How are you supposed to access the data generated by a bearing that is located in a gigantic mixing tank in which hot molten plastic is sloshing around? A research group from TU Dresden, in cooperation with BASF and Phoenix Contact, are working on precisely this issue.
The BASF facility in Schwarzheide, Germany, produces chemical base materials. Located in the middle of the lignite mining area of Lusatia, the plant was established in 1935 as the Schwarzheide Hydrogenation Plant, and was initially used to produce synthetic gasoline from lignite. Today, it belongs to BASF SE and its main purpose since 1972 has been polyurethane production. In addition, the plant also produces engineering plastics, foams, pesticides, and paints.
Avoiding downtime at all costs
Processes such as heating, cooling, mixing, and casting are used to synthesize the respective end products from the base substances. The contents are mixed together and heated to temperatures of several hundred degrees in powerful mixing tanks. These are a central component of the production process. If the tanks stop, production stops. Then it gets expensive.
The mixer units in these tanks are moved by extremely strong bearings. These bearings are subject to normal levels of wear. The problem is that, because the mixer units are in the tank, the bearings are inaccessible. If the bearing fails, it happens suddenly and without warning. Therefore, maintenance routines in which the mixing tank can be inspected and, if necessary, the bearing replaced must follow a rigid schedule, which is always shorter than the actual wear, so that the system can be shut down in a controlled manner.
Wouldn’t it be nice to be able to determine the state of the bearing and therefore the stability of the process more precisely and as close to real time as possible? Then production would only have to be stopped when the state of the bearing actually necessitates a replacement.
But how do you access the bearing? And which sensors can withstand exposure to aggressive chemicals under heat and pressure reliably and for years?
This is where the new PLCnext Technology from Phoenix Contact comes in: this open-system control technology uses high-level languages. And not only that – state-of-the-art software tools such as Matlab Simulink are easy to integrate into PLCnext. This needed to be proved. So, as part of this year’s NAMUR Annual General Meeting, attendees set out to find a project in which PLCnext Technology was confronted with monitoring slow rotating equipment – a typical application in the
That’s when TU Dresden came into play: after all, Head of the Chair of Process Control Systems and the System Process Engineering working group at the Technical University Dresden, Professor. Dr. Leon Urbas, knows the industry. And he knows Phoenix Contact. He gave the right advice regarding the hot tank and its battered but almost inaccessible bearing.

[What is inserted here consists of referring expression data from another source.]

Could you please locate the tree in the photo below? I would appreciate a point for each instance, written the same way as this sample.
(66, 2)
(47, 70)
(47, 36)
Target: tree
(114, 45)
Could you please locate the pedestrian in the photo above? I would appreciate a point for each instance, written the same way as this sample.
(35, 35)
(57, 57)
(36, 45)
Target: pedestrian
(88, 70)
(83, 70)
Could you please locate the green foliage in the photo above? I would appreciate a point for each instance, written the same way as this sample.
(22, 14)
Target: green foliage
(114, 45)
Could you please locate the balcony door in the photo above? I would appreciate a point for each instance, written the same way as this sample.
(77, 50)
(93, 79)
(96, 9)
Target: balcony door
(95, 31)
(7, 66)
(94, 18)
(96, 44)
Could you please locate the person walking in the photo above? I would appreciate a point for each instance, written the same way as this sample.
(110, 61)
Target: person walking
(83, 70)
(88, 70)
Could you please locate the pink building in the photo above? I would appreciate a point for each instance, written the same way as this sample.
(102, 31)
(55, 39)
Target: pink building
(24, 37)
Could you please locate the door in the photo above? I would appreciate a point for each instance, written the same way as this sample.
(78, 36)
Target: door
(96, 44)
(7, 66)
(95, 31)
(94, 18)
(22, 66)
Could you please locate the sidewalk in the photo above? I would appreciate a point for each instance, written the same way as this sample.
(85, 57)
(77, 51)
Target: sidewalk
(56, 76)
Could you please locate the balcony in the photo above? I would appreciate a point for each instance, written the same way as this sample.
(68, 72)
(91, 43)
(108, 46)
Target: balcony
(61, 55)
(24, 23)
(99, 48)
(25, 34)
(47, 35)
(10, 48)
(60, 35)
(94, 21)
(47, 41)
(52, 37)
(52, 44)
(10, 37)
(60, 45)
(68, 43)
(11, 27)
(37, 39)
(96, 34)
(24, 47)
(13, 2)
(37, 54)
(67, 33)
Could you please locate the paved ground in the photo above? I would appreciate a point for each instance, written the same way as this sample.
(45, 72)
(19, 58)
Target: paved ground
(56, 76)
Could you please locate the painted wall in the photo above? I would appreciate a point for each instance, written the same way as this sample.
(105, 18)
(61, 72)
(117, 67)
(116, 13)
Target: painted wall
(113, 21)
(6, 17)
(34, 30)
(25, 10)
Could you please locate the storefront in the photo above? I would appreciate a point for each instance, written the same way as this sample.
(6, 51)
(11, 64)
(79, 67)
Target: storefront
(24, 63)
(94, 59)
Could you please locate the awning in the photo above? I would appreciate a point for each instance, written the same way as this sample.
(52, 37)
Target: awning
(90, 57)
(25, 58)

Dr. Markus Graube is the head scientist in the “Process To Order” laboratory at the institute. This laboratory is considered a leader in Germany when it comes to “model-based, data-driven, and information technology approaches for describing and predicting the behavior of modular systems”. Simply put, scientists want to use data to make predictions about the state of systems. This is to say, to be able to look into the tank without having to physically access it.
This makes them ideal partners for PLCnext Technology. The students use high-level languages to program the algorithms with which the controllers can make predictions based on the data obtained and derive actions such as alarms or the reduction of rotational speeds. Programming in machine code, which classic controllers work with, is too complex and expensive.
In cooperation with the specialists from Phoenix Contact, Graube and his team developed a complex algorithm that makes it possible to draw conclusions on the state of the bearing from the current consumed by the electric motor, the temperature, and the composition of the material in the tank.
The algorithm, created with the help of Matlab Simulink, is able to recognize any deviations caused by a defective, sluggish bearing and to issue a warning before the bearing completely fails. The algorithm was uploaded to the controller without any problems.
In order to enable the target predictive maintenance, the control cabinet and its innovative controller are now installed on site and are busy recording data. The bearing, however, is not yet playing ball. So far it has run smoothly and there have been no situations in which intervention was necessary, which would allow the algorithm to learn. Everyone involved, however, is in full agreement: it’s only a matter of time.